Marc Santoni. Par rapport à la réforme, le temps est très important. Pour la sortie d’une entreprise de sa période d’observation, nous parlons actuellement en mois. Nous devrions parler en semaines. En prévention, nous avons des revues d’auditeurs. Mais en procédure collective, nous devons aller beaucoup plus vite et prendre des risques, quitte à faire de petites erreurs sur la vérification de créances. On sait que 110 % de mesures prises en restructuration commencent par un plan social, que même en procédure collective, notre droit social nécessite 70 jours pour le mettre en œuvre. Sortir très vite d’une période d’observation est le maître-mot pour avoir accès au marché, au système bancaire, à ses clients, à ses fournisseurs… Faisons l’expérience quelques années, la loi doit l’encourager, ce sera vraiment bénéfique pour le redressement des entreprises.

Guilhem Bremond. Pour moi, le maître-mot est véritablement de traiter les problèmes. Il faut une loi permettant de traiter les sujets et non plus de geler pendant des mois et des mois. On n’aura pas de loi parfaite car le choix cornélien de sauver ou non une entreprise est à faire par les tribunaux. Il y a eu une véritable consultation. A un moment, il faut que le gouvernement donne un axe et choisisse cette réforme. Par la suite, elle donnera ce que nous, praticiens, en ferons. C’est de notre responsabilité de la mettre en œuvre.

Yves Lelièvre. Oui, mais il faut se mettre à la place du législateur. Va-t-il trouver les mots, le juste milieu ? C’est extrêmement difficile. Je voudrais que la réforme donne un sens global. Nous n’avons pas parlé d’une question d’importance : la notion de groupe est un élément fondamental, avec souvent des groupes transnationaux. Au niveau européen, un droit communautaire se met en place progressivement, j’aimerais qu’il prenne en charge non seulement la question de l’insolvabilité, mais aussi de la pré-insolvabilité.

Sophie Vermeille. On demande trois choses à la procédure collective dans la perspective de donner les bonnes incitations aux parties à négocier à l’amiable: faire tomber les incertitudes sur le futur, c’est-à-dire cristalliser la valeur d’entreprise à un moment donné s’il n’existe pas d’accord entre les parties et c’est en fonction de cette valeur que les droits sur l’entreprise (actions et créances) sont réalloués; réduire l’asymétrie d’information entre créanciers et dirigeants; traiter la question du transfert du contrôle de l’entreprise à partir du moment où sa valeur est inférieure à la dette. Si on arrive à créer cela, on réduit considérablement la période de négociation amiable. Le projet qui nous est proposé va dans le bon sens. Malheureusement, il manque un axe directeur, que j’associe à un manque de recherche en économie de la défaillance en France.

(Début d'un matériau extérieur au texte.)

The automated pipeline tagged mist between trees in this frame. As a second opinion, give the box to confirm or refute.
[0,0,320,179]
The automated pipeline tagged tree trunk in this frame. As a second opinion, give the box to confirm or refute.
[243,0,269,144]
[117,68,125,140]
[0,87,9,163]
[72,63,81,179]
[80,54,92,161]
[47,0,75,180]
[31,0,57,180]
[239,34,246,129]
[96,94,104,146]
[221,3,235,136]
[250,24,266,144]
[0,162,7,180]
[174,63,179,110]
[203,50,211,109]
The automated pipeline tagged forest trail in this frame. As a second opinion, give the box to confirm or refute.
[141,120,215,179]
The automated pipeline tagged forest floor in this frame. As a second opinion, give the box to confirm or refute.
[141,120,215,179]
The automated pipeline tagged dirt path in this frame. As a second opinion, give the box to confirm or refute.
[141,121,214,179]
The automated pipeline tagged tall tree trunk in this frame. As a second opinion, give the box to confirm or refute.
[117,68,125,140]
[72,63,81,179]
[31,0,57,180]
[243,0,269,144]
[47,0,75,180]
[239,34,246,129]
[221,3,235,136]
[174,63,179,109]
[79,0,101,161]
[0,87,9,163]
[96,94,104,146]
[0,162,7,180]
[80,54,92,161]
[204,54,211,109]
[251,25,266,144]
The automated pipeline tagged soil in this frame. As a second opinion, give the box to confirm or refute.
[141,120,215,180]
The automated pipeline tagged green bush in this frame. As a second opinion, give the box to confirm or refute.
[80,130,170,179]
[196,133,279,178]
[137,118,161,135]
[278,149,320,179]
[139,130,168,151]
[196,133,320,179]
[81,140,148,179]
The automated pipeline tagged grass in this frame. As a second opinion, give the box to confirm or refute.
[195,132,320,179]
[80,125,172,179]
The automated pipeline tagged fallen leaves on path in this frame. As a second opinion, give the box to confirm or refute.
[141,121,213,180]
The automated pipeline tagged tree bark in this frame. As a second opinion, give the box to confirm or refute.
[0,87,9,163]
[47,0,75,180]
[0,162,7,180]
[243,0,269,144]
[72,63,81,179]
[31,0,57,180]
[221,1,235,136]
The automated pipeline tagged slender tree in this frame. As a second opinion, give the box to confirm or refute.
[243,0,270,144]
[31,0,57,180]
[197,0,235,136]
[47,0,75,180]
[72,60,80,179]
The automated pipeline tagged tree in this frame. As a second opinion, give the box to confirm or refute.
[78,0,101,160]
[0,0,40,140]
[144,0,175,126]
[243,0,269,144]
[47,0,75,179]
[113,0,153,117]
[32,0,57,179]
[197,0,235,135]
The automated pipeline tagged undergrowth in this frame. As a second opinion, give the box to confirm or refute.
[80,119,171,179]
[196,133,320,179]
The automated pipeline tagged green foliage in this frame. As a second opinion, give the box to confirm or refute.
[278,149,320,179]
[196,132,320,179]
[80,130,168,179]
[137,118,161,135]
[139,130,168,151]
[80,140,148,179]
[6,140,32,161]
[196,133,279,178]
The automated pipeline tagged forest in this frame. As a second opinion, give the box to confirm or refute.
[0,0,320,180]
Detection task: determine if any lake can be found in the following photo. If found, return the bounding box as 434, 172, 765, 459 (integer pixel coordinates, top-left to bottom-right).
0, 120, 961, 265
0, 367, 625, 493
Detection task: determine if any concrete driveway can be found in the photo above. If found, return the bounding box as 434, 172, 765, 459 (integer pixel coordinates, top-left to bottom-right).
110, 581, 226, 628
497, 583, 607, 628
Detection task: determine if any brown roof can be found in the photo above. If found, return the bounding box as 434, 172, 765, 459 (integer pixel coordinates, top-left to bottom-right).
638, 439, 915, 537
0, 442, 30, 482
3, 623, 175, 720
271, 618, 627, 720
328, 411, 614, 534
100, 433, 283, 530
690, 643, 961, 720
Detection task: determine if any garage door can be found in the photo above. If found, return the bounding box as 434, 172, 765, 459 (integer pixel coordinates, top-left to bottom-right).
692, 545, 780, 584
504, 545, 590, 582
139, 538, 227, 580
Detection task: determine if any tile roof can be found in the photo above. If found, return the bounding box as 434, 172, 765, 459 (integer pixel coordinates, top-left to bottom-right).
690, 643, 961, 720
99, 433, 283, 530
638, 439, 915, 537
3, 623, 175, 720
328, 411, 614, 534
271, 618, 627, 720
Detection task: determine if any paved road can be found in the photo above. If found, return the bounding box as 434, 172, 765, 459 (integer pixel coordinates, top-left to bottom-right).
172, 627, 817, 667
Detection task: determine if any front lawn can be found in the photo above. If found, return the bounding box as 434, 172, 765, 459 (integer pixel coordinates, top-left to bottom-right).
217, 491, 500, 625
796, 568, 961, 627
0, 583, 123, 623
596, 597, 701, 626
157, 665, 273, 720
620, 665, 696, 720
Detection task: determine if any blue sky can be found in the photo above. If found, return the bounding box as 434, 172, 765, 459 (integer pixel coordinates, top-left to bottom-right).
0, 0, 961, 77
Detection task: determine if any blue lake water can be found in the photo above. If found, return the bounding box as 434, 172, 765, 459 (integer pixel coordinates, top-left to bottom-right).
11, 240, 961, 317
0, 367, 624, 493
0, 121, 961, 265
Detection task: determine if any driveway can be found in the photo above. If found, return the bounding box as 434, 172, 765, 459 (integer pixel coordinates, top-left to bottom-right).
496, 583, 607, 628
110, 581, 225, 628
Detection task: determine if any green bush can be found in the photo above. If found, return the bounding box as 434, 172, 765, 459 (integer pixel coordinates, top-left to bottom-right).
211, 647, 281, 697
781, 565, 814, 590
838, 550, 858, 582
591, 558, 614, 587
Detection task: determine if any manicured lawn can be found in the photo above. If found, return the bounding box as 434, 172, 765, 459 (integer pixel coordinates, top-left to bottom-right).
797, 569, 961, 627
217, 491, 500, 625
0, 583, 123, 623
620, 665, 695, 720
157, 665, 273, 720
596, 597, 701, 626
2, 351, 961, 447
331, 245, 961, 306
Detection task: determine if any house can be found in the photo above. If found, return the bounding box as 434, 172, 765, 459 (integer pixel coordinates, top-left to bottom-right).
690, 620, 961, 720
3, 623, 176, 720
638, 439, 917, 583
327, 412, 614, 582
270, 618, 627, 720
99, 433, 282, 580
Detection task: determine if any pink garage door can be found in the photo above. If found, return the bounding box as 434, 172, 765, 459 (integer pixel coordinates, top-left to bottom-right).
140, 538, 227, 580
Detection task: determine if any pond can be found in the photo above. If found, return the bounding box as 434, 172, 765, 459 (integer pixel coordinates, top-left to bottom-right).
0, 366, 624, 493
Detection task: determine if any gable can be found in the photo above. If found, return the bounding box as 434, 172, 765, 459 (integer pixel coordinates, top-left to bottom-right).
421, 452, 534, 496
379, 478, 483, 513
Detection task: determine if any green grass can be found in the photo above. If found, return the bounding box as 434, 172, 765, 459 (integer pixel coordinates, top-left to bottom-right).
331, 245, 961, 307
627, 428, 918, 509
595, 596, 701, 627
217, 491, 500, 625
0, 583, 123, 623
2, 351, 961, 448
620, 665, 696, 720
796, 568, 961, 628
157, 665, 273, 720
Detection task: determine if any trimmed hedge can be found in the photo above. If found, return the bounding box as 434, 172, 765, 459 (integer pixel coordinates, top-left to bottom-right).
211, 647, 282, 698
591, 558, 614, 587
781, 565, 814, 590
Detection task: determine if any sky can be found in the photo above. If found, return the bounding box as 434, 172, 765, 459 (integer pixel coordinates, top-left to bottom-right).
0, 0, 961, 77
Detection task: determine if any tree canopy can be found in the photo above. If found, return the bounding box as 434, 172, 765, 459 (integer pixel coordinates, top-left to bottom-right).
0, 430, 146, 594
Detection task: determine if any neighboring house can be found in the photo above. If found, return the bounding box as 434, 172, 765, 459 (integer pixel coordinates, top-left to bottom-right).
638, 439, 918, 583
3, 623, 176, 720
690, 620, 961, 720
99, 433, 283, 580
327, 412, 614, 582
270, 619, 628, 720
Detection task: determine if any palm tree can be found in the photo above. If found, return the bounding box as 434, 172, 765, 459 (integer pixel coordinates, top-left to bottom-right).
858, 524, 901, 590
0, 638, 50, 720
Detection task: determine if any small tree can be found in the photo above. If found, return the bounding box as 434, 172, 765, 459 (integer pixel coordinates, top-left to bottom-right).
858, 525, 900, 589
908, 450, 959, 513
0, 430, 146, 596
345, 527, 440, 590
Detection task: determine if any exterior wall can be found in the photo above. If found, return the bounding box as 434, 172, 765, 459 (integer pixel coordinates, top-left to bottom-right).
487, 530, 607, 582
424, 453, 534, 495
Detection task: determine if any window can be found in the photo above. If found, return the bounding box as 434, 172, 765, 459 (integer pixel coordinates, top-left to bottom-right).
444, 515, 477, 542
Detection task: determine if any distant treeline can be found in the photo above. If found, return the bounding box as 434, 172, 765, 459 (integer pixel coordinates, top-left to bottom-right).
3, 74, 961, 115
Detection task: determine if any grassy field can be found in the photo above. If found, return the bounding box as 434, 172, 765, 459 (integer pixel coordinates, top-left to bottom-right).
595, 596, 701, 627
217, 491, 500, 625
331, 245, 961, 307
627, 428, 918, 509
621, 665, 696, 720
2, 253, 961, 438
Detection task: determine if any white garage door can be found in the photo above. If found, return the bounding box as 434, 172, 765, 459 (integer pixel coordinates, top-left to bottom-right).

David Chijner. La réforme annuelle, parce qu’on en a eu à peu près une tous les ans, n’est pas mauvaise en soi. Certains éléments en émergent, qui devraient faciliter les choses. On aurait pu espérer un peu plus mais, dans un univers complexe et spécifique, il n’est pas forcément mauvais d’y aller par petites touches successives. Une petite réforme, toute simple, pourrait d’ailleurs aussi permettre de sortir d’une évaluation inapplicable de la valeur instantanée, au jour le jour, avec des réitérations seulement tous les trimestres. Mais plus globalement, on ne peut qu’accueillir favorablement le fait que le législateur mette une limite à la capacité de certains intérêts de s’approprier un monopole aux dépens de l’entreprise. Le plus grand challenge consiste à faire en sorte qu’à différents moments des procédures collectives, le juge puisse exercer davantage d’autorité qu’à présent.